OpenAI seems to recognize this. In the same 0.128.0 release, the company deprecated --full-auto, the flag closest to giving Codex a blank check, and pointed users toward explicit permission profiles and trust flows. That is the other half of the design. Longer-running agents need narrower lanes.
For builders, the 90-day watch is not whether every coding tool adds a cute /goal command. It is whether agent platforms start exposing completion audits as a product surface: receipts, stop reasons, budget summaries, and state checks that can be reviewed after the run. A team choosing an agent stack should ask a boring procurement question before the demo: when the agent says it finished, what evidence can I inspect?
For investors, the same question points to where margin may move. The valuable layer may not be the wrapper that keeps an agent alive. That part is already becoming common. The valuable layer is the system that constrains the run, prices it, records why it stopped, and proves the work matches the user's request. If that sounds like old enterprise software with a token meter attached, yes. That is why it might actually matter.

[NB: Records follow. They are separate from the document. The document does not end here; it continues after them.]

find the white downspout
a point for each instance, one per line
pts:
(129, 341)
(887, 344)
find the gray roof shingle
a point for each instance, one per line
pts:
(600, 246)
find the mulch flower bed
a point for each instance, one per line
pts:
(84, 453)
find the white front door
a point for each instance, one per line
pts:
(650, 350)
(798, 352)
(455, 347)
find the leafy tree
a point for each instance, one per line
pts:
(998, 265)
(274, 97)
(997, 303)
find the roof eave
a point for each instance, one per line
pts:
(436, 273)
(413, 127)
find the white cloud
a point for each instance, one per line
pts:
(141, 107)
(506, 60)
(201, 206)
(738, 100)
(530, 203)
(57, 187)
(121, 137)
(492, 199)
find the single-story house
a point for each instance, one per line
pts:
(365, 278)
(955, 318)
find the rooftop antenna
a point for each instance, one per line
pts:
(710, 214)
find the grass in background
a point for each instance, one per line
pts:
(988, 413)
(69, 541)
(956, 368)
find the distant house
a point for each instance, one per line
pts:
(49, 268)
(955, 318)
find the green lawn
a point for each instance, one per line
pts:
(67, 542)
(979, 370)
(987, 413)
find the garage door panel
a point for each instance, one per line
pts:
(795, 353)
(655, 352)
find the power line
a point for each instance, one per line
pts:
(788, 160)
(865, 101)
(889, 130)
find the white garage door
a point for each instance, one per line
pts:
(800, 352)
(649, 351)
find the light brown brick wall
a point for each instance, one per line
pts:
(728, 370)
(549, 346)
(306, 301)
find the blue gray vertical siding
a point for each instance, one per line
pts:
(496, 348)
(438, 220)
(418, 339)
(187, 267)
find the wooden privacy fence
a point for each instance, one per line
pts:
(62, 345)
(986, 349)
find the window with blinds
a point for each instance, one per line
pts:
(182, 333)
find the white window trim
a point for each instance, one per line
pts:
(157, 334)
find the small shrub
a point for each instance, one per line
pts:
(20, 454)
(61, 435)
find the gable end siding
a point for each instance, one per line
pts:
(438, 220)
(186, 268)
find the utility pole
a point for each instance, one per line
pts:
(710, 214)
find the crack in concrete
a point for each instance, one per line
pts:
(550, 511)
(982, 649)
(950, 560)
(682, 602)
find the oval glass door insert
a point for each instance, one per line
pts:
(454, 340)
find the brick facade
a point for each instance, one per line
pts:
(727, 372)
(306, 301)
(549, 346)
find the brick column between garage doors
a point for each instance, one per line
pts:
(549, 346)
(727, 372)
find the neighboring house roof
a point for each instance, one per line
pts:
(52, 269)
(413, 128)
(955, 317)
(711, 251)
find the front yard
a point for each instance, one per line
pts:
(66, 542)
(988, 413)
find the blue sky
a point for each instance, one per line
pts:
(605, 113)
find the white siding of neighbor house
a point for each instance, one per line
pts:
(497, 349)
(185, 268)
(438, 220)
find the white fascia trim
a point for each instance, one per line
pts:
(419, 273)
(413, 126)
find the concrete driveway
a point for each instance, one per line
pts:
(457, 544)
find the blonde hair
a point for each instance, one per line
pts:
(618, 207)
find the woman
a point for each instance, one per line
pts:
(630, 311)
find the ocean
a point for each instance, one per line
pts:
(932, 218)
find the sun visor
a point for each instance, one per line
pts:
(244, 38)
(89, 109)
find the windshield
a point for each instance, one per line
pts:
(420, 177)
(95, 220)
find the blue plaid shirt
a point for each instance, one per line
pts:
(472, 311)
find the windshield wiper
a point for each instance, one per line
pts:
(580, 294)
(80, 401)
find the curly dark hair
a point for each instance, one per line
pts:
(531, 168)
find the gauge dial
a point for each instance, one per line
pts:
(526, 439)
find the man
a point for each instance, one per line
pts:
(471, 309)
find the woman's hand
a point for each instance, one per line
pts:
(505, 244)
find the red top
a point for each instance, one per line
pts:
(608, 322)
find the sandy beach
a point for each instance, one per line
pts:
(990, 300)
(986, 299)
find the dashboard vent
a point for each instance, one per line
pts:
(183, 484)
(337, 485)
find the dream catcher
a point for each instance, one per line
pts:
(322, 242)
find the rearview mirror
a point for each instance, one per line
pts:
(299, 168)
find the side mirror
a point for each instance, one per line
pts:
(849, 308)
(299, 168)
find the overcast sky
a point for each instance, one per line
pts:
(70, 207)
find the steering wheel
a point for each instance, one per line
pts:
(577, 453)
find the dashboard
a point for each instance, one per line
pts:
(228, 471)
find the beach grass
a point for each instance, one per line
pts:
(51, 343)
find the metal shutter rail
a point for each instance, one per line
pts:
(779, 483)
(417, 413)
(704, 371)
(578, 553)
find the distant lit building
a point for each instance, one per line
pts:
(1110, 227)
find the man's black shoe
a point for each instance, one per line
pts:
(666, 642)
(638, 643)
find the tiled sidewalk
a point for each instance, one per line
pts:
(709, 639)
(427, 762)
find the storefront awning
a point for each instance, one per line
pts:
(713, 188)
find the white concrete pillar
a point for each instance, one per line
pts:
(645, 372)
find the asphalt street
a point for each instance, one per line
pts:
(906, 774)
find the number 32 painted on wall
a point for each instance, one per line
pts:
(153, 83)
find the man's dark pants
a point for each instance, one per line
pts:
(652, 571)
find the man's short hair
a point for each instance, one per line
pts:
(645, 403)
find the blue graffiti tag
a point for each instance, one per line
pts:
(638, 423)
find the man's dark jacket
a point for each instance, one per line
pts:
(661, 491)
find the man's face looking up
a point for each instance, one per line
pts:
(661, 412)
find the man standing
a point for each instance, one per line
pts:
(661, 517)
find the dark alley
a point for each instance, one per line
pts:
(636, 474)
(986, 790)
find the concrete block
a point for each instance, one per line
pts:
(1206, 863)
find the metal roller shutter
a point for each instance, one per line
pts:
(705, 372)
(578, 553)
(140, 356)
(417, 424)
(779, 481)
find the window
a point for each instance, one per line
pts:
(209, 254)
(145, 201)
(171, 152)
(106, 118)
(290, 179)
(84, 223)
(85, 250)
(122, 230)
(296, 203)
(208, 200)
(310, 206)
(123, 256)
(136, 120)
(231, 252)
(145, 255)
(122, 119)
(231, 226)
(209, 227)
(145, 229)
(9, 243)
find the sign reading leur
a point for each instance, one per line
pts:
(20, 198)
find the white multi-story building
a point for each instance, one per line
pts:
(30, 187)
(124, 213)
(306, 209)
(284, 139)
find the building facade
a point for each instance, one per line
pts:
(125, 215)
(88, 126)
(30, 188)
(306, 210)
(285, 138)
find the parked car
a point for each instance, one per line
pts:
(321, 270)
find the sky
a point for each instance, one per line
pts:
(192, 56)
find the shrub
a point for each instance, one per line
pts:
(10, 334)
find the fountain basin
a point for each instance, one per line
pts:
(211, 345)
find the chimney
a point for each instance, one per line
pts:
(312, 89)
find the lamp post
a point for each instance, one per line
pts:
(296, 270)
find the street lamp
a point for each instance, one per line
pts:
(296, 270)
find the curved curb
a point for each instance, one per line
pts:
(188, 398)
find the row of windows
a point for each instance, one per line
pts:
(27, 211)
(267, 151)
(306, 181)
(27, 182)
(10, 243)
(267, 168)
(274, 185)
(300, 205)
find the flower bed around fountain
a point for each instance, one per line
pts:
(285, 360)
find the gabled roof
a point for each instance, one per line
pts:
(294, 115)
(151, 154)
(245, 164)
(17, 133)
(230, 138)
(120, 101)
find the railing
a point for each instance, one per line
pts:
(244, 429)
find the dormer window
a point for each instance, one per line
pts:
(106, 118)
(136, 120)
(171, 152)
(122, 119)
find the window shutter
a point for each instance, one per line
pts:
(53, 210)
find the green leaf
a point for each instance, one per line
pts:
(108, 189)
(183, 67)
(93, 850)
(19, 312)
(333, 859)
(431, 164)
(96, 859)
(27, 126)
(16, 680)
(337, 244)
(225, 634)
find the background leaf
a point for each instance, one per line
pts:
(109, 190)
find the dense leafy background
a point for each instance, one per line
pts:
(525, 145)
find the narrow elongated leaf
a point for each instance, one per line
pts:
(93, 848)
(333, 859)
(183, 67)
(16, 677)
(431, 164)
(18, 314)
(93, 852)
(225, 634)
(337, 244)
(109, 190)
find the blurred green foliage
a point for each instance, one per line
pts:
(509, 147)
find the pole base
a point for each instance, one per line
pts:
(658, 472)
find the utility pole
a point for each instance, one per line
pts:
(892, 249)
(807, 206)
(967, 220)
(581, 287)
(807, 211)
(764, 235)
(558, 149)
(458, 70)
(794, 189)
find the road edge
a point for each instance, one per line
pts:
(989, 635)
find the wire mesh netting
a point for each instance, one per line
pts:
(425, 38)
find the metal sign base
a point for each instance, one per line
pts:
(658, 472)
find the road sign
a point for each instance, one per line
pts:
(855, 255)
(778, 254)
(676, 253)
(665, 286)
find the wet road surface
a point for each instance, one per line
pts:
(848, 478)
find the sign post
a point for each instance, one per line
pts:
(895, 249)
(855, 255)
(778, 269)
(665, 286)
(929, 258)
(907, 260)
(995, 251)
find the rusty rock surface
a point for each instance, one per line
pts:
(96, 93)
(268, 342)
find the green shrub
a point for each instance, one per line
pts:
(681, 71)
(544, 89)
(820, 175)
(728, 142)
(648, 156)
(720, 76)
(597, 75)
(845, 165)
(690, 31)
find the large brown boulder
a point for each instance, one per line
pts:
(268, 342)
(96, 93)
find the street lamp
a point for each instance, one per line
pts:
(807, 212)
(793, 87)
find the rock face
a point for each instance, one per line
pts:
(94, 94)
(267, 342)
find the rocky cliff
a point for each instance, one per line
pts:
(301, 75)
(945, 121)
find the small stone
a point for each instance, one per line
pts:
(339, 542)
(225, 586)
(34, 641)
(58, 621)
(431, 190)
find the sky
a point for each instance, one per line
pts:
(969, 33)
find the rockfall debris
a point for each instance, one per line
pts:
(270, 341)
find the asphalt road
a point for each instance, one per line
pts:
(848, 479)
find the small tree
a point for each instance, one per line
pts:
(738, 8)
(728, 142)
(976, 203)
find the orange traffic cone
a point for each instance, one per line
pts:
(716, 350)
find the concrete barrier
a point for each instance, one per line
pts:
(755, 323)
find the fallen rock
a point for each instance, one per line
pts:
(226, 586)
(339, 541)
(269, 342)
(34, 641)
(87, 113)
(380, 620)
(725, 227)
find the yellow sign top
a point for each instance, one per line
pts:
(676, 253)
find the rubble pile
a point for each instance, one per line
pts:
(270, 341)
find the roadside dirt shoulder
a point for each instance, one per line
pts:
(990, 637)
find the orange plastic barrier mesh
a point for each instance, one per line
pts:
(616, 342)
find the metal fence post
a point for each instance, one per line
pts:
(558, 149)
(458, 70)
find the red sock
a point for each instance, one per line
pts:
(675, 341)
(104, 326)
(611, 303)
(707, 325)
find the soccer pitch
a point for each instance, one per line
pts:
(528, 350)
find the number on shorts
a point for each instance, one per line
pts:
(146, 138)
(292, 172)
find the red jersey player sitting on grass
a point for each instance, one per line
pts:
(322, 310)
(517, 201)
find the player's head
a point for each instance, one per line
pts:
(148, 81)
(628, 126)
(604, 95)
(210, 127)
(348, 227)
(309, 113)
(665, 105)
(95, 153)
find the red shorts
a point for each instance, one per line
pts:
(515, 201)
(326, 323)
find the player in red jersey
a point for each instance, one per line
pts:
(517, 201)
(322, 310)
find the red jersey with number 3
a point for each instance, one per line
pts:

The unresolved question is whether those checks survive messy real projects. A prompt can tell an agent not to trust proxy signals. It cannot guarantee the tests cover the actual objective, or that the objective was well written in the first place. Watch the failure reports, not the launch notes. The next useful benchmark for coding agents may be much duller than "can it build the app?" It may be: can it tell, reliably, when the app is actually done?